また渋谷は、これまで日本人も様々な文化を生み出してきた街である。80年台のチーマーやギャング、90年台のクラバーやギャル。そしてコギャル、ヤマンバ、ギャル男、パラパラと若者文化は途切れずに発信された。

2011年、渋谷センター街がバスケットボールストリートに名前を変えるとともに、いわゆる不良やストリート・キッズは街から減少したが、それでも「柄がいい」というイメージには至っていないだろう。その結果「駅前を歩いている人々の柄が悪い」とされているのではないだろか。

イメージとは本当に恐ろしいもの

渋谷はこの地名からもわかるとおり、駅に向かって谷になっている。西には道玄坂、東には宮益坂があり、どこに移動するにしてもそこそこの急坂を超える必要がある。それによって、住み辛いという印象がついてしまっていることも推測される。

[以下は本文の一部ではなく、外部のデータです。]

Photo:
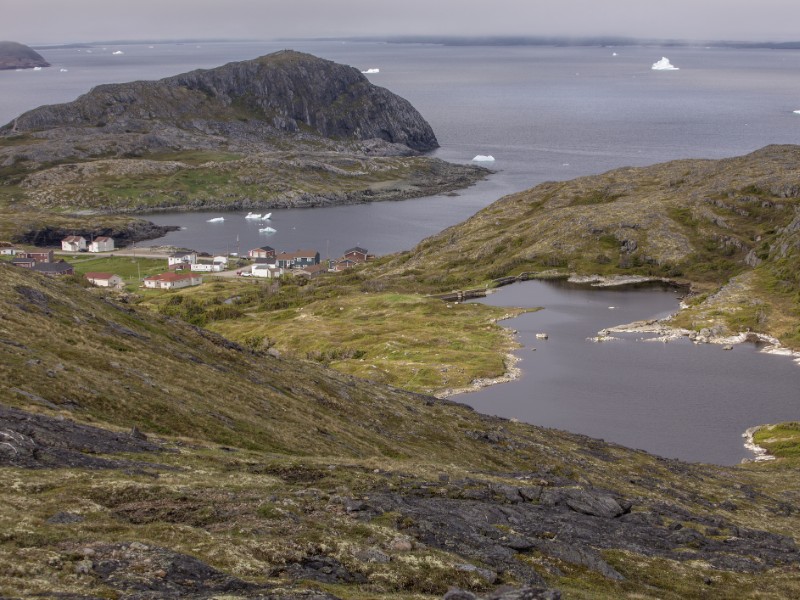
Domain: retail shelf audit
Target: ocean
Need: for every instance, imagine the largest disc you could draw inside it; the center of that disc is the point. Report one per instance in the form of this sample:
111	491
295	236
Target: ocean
544	113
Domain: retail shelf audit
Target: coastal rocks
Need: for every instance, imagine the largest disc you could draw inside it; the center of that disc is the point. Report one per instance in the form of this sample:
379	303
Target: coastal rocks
281	94
506	593
134	230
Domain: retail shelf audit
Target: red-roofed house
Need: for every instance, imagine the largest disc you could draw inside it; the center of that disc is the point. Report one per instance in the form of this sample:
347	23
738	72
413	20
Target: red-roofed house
73	243
297	259
102	244
104	279
172	281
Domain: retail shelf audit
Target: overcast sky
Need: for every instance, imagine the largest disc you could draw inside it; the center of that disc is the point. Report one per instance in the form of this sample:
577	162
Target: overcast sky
57	21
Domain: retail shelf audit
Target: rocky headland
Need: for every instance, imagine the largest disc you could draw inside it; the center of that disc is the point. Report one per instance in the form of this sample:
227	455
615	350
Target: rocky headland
14	55
284	130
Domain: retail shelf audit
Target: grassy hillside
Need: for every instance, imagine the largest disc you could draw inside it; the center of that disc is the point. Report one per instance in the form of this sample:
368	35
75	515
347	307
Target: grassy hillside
730	228
258	472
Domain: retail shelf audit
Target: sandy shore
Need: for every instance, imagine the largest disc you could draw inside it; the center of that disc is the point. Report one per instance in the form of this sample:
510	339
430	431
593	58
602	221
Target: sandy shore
760	454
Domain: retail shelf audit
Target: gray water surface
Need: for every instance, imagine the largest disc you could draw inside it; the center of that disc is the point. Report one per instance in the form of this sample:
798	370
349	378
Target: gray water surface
677	400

さらに渋谷の中心にある宮益坂公園は緑が少なく、北にある代々木公園は原宿のもの。少し西に行けば代官山・中目黒文化となり、南に行けば恵比寿文化、東に行けば青山文化となる。原宿、代官山・中目黒、恵比寿、青山、これらは言わずもがな多くの人が憧れる街だ。

つまり、周辺ばかりが魅力的にうつり、当の渋谷には魅力が薄れてまっているとも考えられるのだ。

しかし、もちろんこれは悪い部分だけをクローズアップした、偏った憶測である。新しい商業施設、多くの路線が集まるターミナル駅、オシャレな雑貨店に人気のカフェ。渋谷には、都会で暮らす人々が求める全てがある、という見方もできるのだ。

ちなみに同アンケートでは「住まい選びの際、駅前は大事か」との質問もあり、73.8%の人が「はい」と回答している。より住んでみたいと思われる物件にするためは、それがどこのエリアにあるのか、最寄り駅はどこなのかも重要なポイント。ぜひ多くの人に好かれている駅周辺の物件に投資したいものだ。